Mes formations à la permaculture

J’avais acheté un petit livre sur la permaculture « Mon petit jardin de permaculture » (de Jospeh Chauffrey) mais je ne comprenais rien. Enfin, je ne comprenais pas ce que je devais faire chez moi. J’ai donc voulu aller plus loin en me formant à la permaculture : d’abord une initiation à la permaculture en juin 2020 dans le magnifique jardin nourricier de Franck Gossmann (Amrita permaculture), puis un cours de conception à la permaculture (CCP) à l’été 2021.

Lentement et à petite échelle

Ça m’a pris encore du temps pour complètement transformer notre espace car je devais décider de l’organisation de l’espace, de l’emplacement des différents éléments les uns par rapport aux autres et des plantes et des variétés de plantes que je voulais planter. Prendre des décisions ça peut être difficile quand ça engage de l’argent, du temps et votre famille…En septembre 2022, pour me donner un coup de pouce, j’ai demandé de l’aide à Franck Gossmann, designer en permaculture. C’était près d’un an après mon CCP mais ça m’a vraiment boosté !

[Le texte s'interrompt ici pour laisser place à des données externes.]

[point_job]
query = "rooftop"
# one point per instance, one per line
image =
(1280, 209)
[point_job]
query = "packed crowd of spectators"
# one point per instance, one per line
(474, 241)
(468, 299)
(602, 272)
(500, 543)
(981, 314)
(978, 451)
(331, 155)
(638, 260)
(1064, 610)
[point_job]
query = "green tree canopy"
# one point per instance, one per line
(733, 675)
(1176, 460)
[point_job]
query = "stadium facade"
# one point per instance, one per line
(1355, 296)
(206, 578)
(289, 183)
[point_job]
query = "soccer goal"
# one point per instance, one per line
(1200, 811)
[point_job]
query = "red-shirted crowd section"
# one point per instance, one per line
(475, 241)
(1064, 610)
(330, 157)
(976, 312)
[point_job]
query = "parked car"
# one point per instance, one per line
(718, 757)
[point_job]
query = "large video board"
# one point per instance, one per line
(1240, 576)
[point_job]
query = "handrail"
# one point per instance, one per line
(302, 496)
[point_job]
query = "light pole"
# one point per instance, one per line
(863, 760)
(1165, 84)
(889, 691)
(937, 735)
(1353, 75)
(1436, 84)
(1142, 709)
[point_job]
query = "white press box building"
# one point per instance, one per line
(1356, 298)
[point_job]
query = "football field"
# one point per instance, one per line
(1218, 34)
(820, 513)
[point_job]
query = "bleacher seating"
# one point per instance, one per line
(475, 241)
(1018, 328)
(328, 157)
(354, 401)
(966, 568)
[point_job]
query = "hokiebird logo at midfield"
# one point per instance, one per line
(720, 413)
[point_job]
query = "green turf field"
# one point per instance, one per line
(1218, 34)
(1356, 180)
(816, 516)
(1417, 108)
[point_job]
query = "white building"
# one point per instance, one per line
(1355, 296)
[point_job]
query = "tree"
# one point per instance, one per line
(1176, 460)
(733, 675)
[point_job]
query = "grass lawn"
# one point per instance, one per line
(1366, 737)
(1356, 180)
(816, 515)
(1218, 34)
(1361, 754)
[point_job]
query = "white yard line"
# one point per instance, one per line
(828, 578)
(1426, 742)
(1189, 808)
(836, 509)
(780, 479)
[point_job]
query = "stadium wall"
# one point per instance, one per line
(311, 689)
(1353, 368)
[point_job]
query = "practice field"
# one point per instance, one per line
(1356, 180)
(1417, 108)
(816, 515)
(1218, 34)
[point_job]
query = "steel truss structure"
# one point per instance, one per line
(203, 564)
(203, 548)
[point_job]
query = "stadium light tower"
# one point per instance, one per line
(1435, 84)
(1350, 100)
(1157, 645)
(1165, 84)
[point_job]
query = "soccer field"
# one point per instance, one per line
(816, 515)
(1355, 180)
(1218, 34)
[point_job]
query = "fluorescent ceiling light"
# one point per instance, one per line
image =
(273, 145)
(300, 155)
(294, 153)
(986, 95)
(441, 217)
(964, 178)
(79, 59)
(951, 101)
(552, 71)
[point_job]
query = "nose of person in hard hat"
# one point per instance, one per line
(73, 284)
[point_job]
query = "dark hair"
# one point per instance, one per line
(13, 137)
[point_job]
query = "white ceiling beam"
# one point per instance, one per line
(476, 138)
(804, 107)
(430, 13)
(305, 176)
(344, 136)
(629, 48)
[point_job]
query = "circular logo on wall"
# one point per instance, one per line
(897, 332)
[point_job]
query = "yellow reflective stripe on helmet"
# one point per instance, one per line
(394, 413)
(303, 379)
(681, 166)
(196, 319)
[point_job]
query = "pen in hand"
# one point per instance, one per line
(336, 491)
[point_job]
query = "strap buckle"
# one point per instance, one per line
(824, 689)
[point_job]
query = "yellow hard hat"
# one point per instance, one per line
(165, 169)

Fin 2022, j’ai donc planté une quarantaine d’arbres, d’arbustes et de plantes pour créer ce petit écosystème qu’est le cortillet permacole : plantation d’une triple haie brise-vent au nord, d’une autre haie variée à l’est et d’une bordure fruitière au sud. Depuis, je rajoute chaque année des plantes par ci par là pour augmenter la biodiversité, la richesse et la beauté de ce petit écosystème.

Tout cela est très bien illustré par un des principes de la permaculture que je préfère et dont je parle tout le temps : « lentement et à petite échelle ».

Surtout, ne rien faire

Au-delà de la démarche consciente de régénération entreprise avec la permaculture, il y aussi une attitude majeure, selon moi, dans la régénération : ne rien faire ou laisser faire le vivant.

Je laisse beaucoup pousser les plantes sur les bordures et sur le terrain. Et ça amène pas mal de surprises : un saule marsault, un fusain d’Europe, un tilleul, un sorbier des oiseleurs, des érables champêtres, des orchidées sauvages. Nous avons vu 3 types de variétés différentes en 2025. Cela peut paraître rien, mais pour moi, c’est beaucoup.

Les humains ont l’habitude de lutter contre le vivant : tondre, couper, désherber, arracher. C’est une attitude d’humain préhistorique, de survie. Oui, bien sûr, il faut enlever les ronces, les orties (pas toutes), ne pas laisser pousser les frênes partout. Mais, on peut aussi « faire avec la nature et pas contre elle ».

Une de mes victoires personnelles dans cette histoire est que nous pratiquons maintenant la tonte différenciée sur notre terrain : moins de temps passé à tondre, moins de carbone dépensé pour plus de biodiversité.

Ci-dessous, voici ce qui se passe si on ne fait rien : la biodiversité augmente.

Et c’est quoi la « régénération » ?

Je n’ai pas de définition scientifique à vous donner mais voilà ce que je comprends de la régénération. C’est un terme que mes formateurs en permaculture utilisent pour dire que là où il y avait un écosystème pauvre, on régénère un espace en augmentant le nombre d’espèces plantées. Ce qui contribue directement à recréer un écosystème où la vie du sol augmente, ainsi que le nombre d’insectes et d’animaux. Comme dit Antoine Talin, fondateur des Alvéoles et formateur en permaculture : « On agrade l’écosystème ».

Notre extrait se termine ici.